Rugby family's plea to change driving law could become reality

A Rugby family's campaign to change the law on dangerous driving in their daughter's memory is closer to being achieved.

Friday, 16th December 2016, 8:57 am
Updated Saturday, 17th December 2016, 8:19 am
Mark Pawsey MP (centre) discussed the proposals for tougher sentences for dangerous drivers with the Secretary of State for Justice, the Rt. Hon. Elizabeth Truss MP (right) and Parliamentary Under Secretary of State for Prisons and Probation, Sam Gyimah MP (left)

George and Giulietta Galli-Atkinson, who live in Hillmorton, have been campaigning to change the laws around dangerous driving after their 16-year-old daughter Livia was tragically killed in Enfield, north London in 1998 after a driver mounted the pavement.

Livia’s killer was found guilty of causing death by dangerous driving, but received only a fine. Since then, the couple have started campaigning and also set up the Livia Award in recognition of police officers’ work during road death investigations.

Rugby MP Mark Pawsey, The Secretary of State for Justice, Elizabeth Truss and the Parliamentary Under Secretary of State for Prisons and Probation Justice, Sam Gyimah, recently discussed proposals for stricter penalties.

Dangerous drivers who kill could face life sentences under the new plans .

The proposals would allow the courts to properly punish those driving dangerously and drivers causing death by speeding, street racing or while on a mobile phone.

Offenders who also cause death by careless driving while under the influence of alcohol or drugs could also get life sentences, an increase on the current 14 years.

MrPawsey said: “It has been a great privilege to support the Livia Awards and the work of the Galli-Atkinson’s.
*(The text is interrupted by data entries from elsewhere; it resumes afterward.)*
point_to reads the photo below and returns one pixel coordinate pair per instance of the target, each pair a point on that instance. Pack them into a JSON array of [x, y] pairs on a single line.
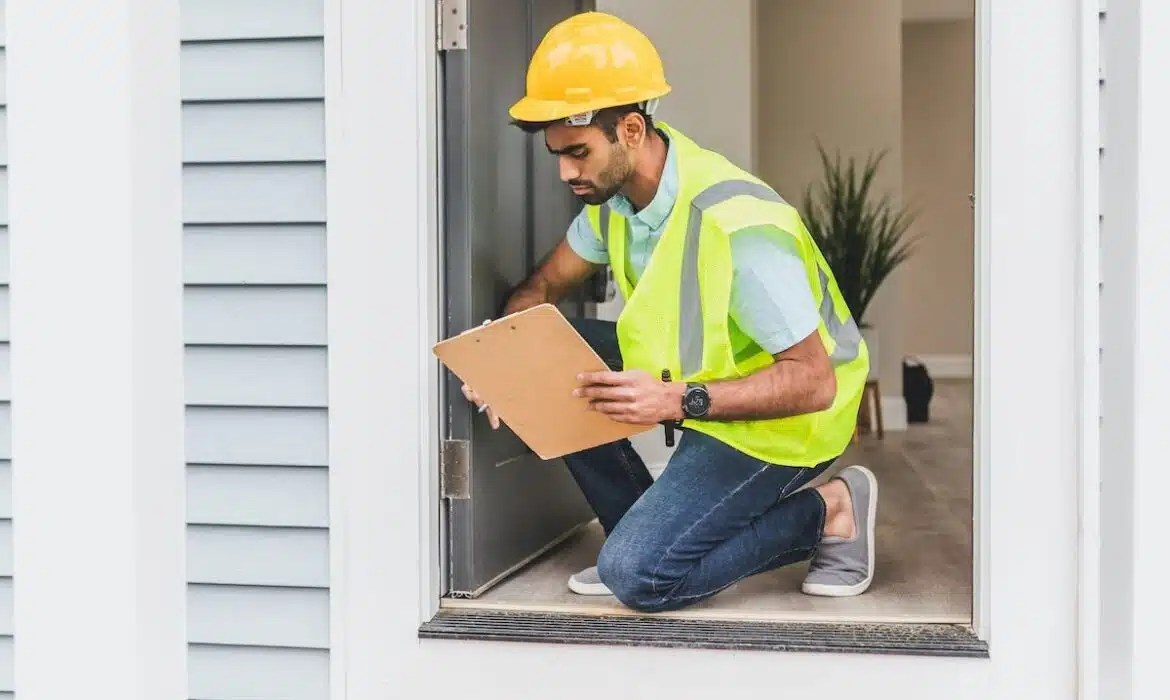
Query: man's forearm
[[552, 279], [532, 292], [786, 388]]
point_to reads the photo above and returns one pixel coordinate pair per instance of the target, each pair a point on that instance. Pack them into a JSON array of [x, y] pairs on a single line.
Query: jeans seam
[[627, 465], [658, 567]]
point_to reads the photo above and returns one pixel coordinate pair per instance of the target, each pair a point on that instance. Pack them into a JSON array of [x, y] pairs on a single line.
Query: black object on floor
[[917, 389]]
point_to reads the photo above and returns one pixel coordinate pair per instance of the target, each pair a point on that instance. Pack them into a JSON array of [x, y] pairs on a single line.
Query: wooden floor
[[923, 571]]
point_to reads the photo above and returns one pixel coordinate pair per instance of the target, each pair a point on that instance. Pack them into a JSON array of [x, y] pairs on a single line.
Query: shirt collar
[[659, 208]]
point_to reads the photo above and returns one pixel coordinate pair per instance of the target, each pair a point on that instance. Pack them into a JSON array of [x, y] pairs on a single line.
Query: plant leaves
[[862, 238]]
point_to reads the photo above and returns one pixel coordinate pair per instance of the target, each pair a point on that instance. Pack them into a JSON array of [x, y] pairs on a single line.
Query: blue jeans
[[714, 517]]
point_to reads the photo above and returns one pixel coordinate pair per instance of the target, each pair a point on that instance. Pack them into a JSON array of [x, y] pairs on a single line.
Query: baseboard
[[948, 366]]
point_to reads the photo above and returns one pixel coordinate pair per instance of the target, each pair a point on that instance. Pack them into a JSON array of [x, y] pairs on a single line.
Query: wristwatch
[[696, 402]]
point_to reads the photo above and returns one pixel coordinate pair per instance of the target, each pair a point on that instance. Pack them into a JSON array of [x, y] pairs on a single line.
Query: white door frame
[[383, 314]]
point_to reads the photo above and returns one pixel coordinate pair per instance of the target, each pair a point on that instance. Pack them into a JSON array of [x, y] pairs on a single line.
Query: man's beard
[[597, 196], [617, 173]]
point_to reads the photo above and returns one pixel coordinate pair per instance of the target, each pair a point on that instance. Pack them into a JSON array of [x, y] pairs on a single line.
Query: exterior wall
[[6, 563], [256, 390]]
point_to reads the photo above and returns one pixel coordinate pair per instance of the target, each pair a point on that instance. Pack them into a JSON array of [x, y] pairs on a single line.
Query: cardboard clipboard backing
[[525, 366]]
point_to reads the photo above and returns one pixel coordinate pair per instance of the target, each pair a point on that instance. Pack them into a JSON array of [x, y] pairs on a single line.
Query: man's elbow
[[826, 391]]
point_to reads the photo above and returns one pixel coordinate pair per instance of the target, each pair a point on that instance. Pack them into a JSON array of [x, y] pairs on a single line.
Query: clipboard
[[525, 365]]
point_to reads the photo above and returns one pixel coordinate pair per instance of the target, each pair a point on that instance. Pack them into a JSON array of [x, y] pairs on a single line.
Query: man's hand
[[483, 409], [632, 396]]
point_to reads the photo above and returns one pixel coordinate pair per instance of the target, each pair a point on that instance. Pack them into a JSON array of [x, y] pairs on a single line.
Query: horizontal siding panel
[[6, 615], [275, 437], [5, 372], [273, 193], [254, 254], [253, 616], [243, 376], [6, 665], [254, 131], [4, 255], [5, 489], [5, 431], [250, 19], [254, 316], [257, 556], [253, 70], [257, 673], [5, 548], [286, 496]]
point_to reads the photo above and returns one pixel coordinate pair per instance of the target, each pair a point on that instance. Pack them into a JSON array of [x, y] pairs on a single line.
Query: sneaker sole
[[844, 591], [589, 589]]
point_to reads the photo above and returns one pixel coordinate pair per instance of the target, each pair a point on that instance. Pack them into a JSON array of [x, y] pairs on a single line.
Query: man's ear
[[633, 128]]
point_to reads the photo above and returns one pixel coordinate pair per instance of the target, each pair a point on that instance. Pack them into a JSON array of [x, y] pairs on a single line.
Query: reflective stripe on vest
[[846, 336]]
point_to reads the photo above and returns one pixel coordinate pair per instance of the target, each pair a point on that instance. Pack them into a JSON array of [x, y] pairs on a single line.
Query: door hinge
[[452, 31], [455, 461]]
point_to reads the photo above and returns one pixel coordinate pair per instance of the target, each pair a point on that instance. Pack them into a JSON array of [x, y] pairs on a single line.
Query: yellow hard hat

I was very keen to raise with my colleagues the importance of their campaign and the need to ensure that those who cause death by dangerous driving are properly held to account.”

Mr Galli-Atkinson said: “Since Livia’s death I have been involved with changes to legislation and road safety education. It is not just about banging people up but also educating a new generation of drivers.

“There are real malicious drivers out there who excessively speed, drive over the alcohol limit or on drugs and when they plead guilty they get sentences reduced. The proposals of life in prison could turn a few heads.”